Alright, you’ve presented me with a lot of alternatives for machine learning libraries in Python. What should I choose? How do I compare these things? Where do I start?
Our Ape Advice™ for beginners is to try and not get bogged down by details. If you’ve never done anything machine learning related, try out scikit-learn. You’ll get an idea of how the cycle of tagging, training and testing work and how a model is developed.
Now, if you want to try out deep learning, start out with Keras — which is widely agreed to be the easiest framework — and see where that takes you. After you have more experience, you will start to see what it is that you actually want from the framework: greater speed, a different API, or maybe something else, and you’ll be able to make a more informed decision.
And even then, there is an endless supply of articles out there comparing Theano, Torch, and TensorFlow. There’s no real way to tell which one is the good one.
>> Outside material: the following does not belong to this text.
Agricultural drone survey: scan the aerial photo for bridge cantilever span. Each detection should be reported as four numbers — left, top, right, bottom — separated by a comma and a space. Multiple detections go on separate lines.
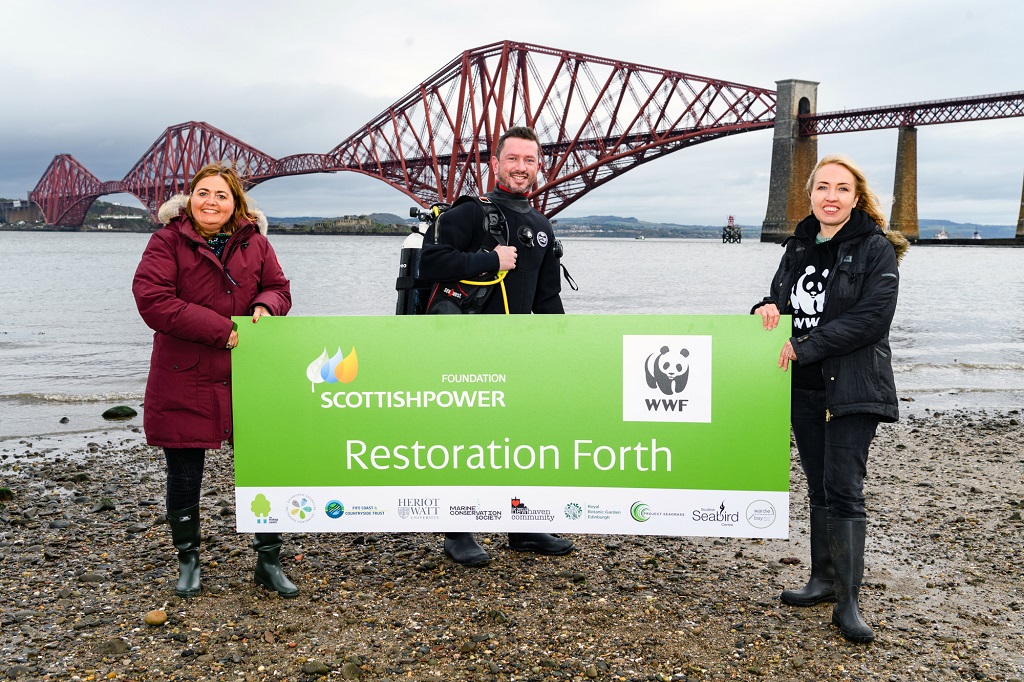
800, 90, 1024, 137
30, 41, 775, 225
It’s important to take into account that all of them have wide support and are improving constantly, making comparisons harder to make. A six month old benchmark may be outdated, and year old claims of framework X doesn’t support operation Y could no longer be valid.
Finally, if you’re interested in doing machine learning specifically applied to NLP, why not check out MonkeyLearn! Our platform provides a unique UX that makes it super easy to build, train and improve NLP models. You can either use pre-trained models for common use cases (like sentiment analysis, topic detection or keyword extraction) or train custom algorithms using your particular data. Also, you don’t have to worry about the underlying infrastructure or deploying your models, our scalable cloud does this for you. You can start for free and integrate right away with our beautiful API.
There are plenty of online resources out there to learn about machine learning ! Here are a few:
So that was a brief intro to machine learning in Python and some of its libraries. The important part is not getting bogged down by details and just trying stuff out. Follow your curiosity, and don’t be afraid to experiment.